The total revenues and additional processing costs (excluding the costs of B4H)
for the two divisions are as follows:

DIVISION C:
Kilograms of B4H Processed Total Cost (TZS) Total Revenue (TZS)
1000 1000 1500
2000 1900 2950
3000 3000 4350
4000 4200 5700

DIVISION D:
Kilograms of B4H Processed Total Cost (TZS) Total Revenue (TZS)
1000 2000 2600
2000 3800 5100
3000 5650 7550
4000 7700 9950
5000 9900 12300
6000 12300 14600

REQUIRED:
a] Determine what quantity of B4H Division B should produce in order to
maximize the profitability of the SR Company.

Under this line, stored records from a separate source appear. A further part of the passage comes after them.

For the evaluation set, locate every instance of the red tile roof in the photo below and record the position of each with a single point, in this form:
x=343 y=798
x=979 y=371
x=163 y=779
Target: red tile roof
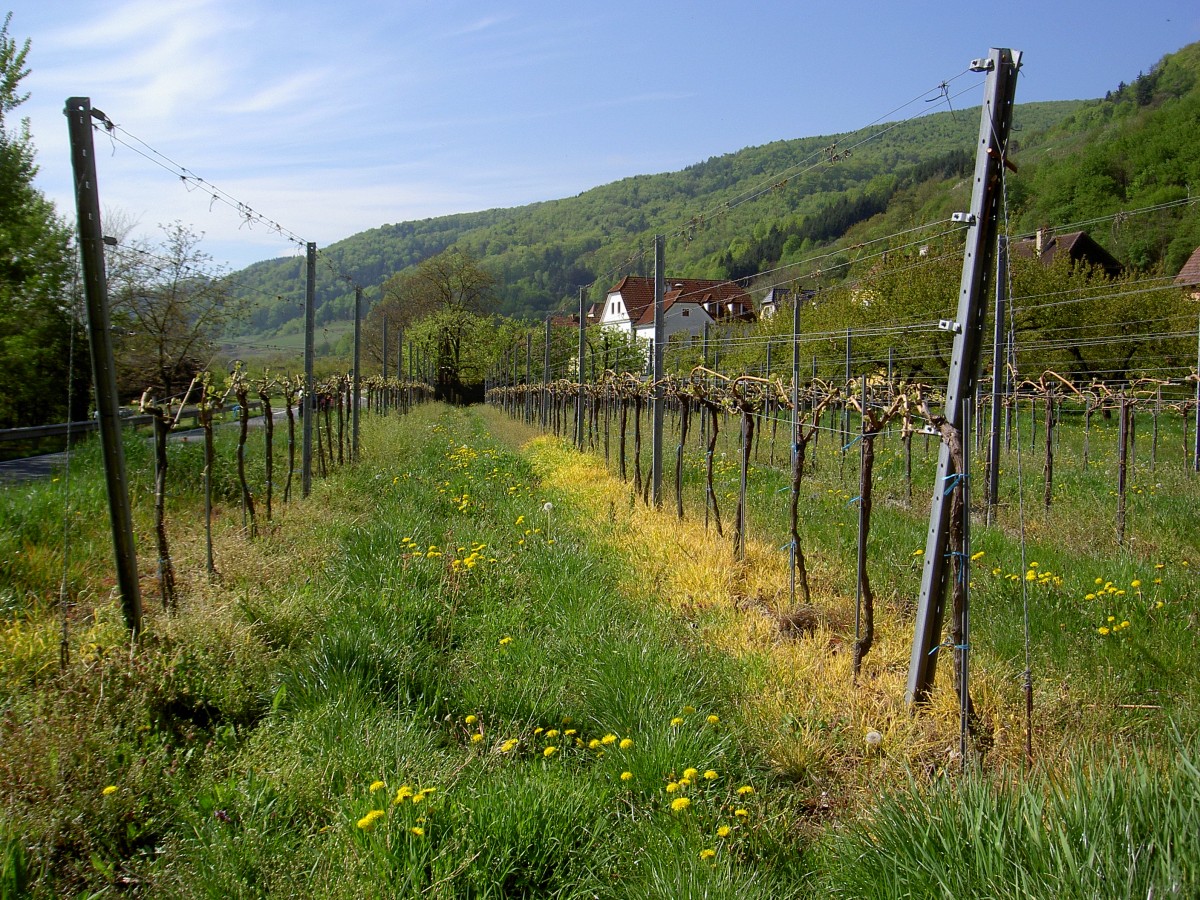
x=1189 y=275
x=637 y=293
x=1079 y=246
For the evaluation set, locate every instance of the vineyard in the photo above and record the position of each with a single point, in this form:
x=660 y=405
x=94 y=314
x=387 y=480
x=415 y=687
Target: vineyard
x=479 y=663
x=870 y=609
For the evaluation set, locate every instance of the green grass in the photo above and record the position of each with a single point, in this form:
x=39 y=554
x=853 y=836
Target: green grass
x=1111 y=826
x=425 y=623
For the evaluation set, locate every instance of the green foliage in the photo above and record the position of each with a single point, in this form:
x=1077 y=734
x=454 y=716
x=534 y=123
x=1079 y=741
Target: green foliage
x=36 y=318
x=543 y=252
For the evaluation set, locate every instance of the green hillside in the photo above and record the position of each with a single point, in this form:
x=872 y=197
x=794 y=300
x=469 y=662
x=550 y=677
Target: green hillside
x=744 y=213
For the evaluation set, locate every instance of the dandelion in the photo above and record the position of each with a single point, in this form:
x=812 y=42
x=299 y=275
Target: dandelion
x=367 y=821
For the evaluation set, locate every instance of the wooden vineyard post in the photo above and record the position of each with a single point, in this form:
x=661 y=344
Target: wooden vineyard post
x=307 y=407
x=1002 y=66
x=91 y=251
x=658 y=397
x=1122 y=465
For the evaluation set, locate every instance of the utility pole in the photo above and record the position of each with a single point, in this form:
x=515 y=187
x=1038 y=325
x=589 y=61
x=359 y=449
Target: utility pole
x=1001 y=66
x=796 y=427
x=545 y=377
x=91 y=251
x=657 y=393
x=358 y=361
x=306 y=406
x=528 y=377
x=579 y=402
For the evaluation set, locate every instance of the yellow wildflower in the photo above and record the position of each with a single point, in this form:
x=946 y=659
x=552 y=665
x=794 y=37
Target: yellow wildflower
x=370 y=819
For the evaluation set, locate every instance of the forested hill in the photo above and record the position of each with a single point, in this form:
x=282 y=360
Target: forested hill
x=1078 y=161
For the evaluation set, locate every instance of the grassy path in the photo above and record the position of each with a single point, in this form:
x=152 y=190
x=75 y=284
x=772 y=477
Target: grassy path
x=475 y=666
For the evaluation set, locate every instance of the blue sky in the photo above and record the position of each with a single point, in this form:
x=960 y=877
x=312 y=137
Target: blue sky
x=331 y=118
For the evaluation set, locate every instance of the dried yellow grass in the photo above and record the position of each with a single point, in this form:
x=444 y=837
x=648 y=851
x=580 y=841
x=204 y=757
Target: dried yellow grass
x=802 y=703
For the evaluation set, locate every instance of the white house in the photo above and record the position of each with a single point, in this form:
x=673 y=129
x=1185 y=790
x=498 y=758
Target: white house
x=688 y=306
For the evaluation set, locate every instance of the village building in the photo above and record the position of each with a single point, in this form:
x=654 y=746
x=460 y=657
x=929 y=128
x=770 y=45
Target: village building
x=1188 y=279
x=1077 y=246
x=689 y=305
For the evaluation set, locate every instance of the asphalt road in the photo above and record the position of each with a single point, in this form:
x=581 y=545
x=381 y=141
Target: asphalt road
x=48 y=465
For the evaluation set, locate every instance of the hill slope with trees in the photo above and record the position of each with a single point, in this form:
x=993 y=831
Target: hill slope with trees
x=732 y=216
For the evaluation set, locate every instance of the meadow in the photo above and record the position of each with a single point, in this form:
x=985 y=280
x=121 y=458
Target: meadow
x=477 y=664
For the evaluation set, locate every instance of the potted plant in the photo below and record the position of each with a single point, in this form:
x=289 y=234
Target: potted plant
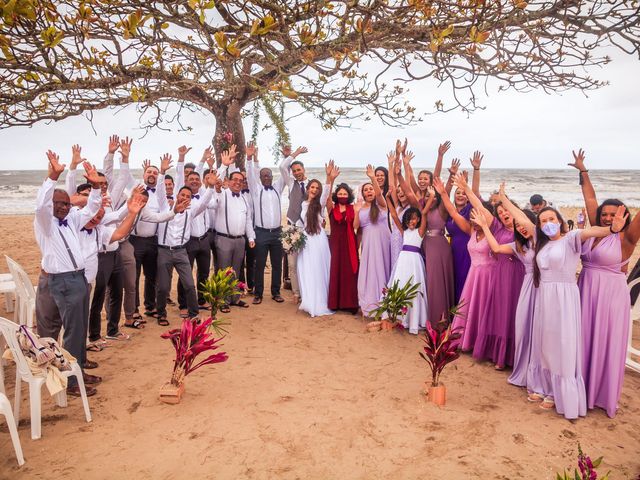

Also indicate how this quantity
should be allocated to divisions C and D. If Division A could reduce variable
cost per unit by 40% how would this affect the decisions of Divisions C & D?
b] From a motivation and performance evaluation perspective determine the
range of transfer prices that would motivate divisions C and D to purchase
the required quantities of B4H that would maximize SR profitability
determined in (a) above, as well as motivate Division B. Calculate ranges
for the current cost structure, as well as for where the cost reduction in
Division A has taken place.
c] Discuss some of the options that SR Company could consider with respect
to the optimal long-term positioning of the company in the pharmaceutical
industry.

QUESTION TWO
Using examples, show FOUR (4) similarities and FOUR (4) differences between
the stages in budgeting process in the private sector (manufacturing organization)
and the public sector (central government).